Cette résolution de l’ONU, comme du reste toute résolution de sortie de crise en zone de conflit, s’inspire de la réalité du terrain qui héberge ce conflit et s’appuie sur la position des autorités du pays concerné, en l’occurrence le Mali, relayée par l’institution régionale (la CEDEAO) et régionale (l’Union Africaine). Il est donc aisé de constater que c’est la voix du Pr. Dioncounda, amplifiée par les barons du FDR sous la direction de son éminence grise Iba N’ Diaye qui a constitué la base juridique et le fondement politique de cette résolution 2085 de l’ONU.

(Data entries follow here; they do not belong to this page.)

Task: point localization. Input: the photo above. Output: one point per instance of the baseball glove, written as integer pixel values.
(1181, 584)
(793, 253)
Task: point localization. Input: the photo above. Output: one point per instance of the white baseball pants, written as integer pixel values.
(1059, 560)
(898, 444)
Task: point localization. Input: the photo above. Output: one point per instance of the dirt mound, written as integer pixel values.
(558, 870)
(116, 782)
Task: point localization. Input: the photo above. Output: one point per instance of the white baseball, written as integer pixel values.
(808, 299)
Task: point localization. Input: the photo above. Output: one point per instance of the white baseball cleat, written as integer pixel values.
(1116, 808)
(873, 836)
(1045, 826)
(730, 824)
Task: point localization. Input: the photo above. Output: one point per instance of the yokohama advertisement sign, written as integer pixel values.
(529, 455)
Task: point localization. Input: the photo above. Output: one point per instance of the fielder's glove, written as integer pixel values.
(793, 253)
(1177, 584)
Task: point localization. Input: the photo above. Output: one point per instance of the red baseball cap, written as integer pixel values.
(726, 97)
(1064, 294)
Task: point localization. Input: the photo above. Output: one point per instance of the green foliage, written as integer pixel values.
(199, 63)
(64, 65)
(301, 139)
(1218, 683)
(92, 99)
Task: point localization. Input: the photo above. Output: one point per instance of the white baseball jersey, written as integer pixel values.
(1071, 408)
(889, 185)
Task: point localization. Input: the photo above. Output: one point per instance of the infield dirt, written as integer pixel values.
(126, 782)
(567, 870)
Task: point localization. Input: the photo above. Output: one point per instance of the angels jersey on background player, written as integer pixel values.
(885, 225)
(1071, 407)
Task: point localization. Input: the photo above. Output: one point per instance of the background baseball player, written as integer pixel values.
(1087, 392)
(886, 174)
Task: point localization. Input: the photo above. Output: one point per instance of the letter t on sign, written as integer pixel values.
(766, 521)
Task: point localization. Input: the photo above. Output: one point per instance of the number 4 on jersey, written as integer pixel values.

Pourtant rien ne s’oppose aujourd’hui à ce que l’armée malienne engage seule la guerre de la reconquête des régions nord si l’Etat malien lui assure le peu de moyens que requiert le complément d’équipements dont elle a besoin. Mais le Pr. Dioncounda ne le fera pas, car le gain politique, en cas de victoire, risque de revenir à l’armée qui verra par conséquent son influence sur le champ politique et social renforcée; ce qui n’arrange ni le FDR ni la communauté internationale. Avant la démission du PM Cheick Modibo, l’empêcheur de tourner en rond, il était loisible de brandir l’argument de l’absence de pouvoirs de décision de la part du Président Dioncounda, mais aujourd’hui que le centre de tous les pouvoirs exécutifs est transféré à Koulouba, un tel argument ne prospère plus.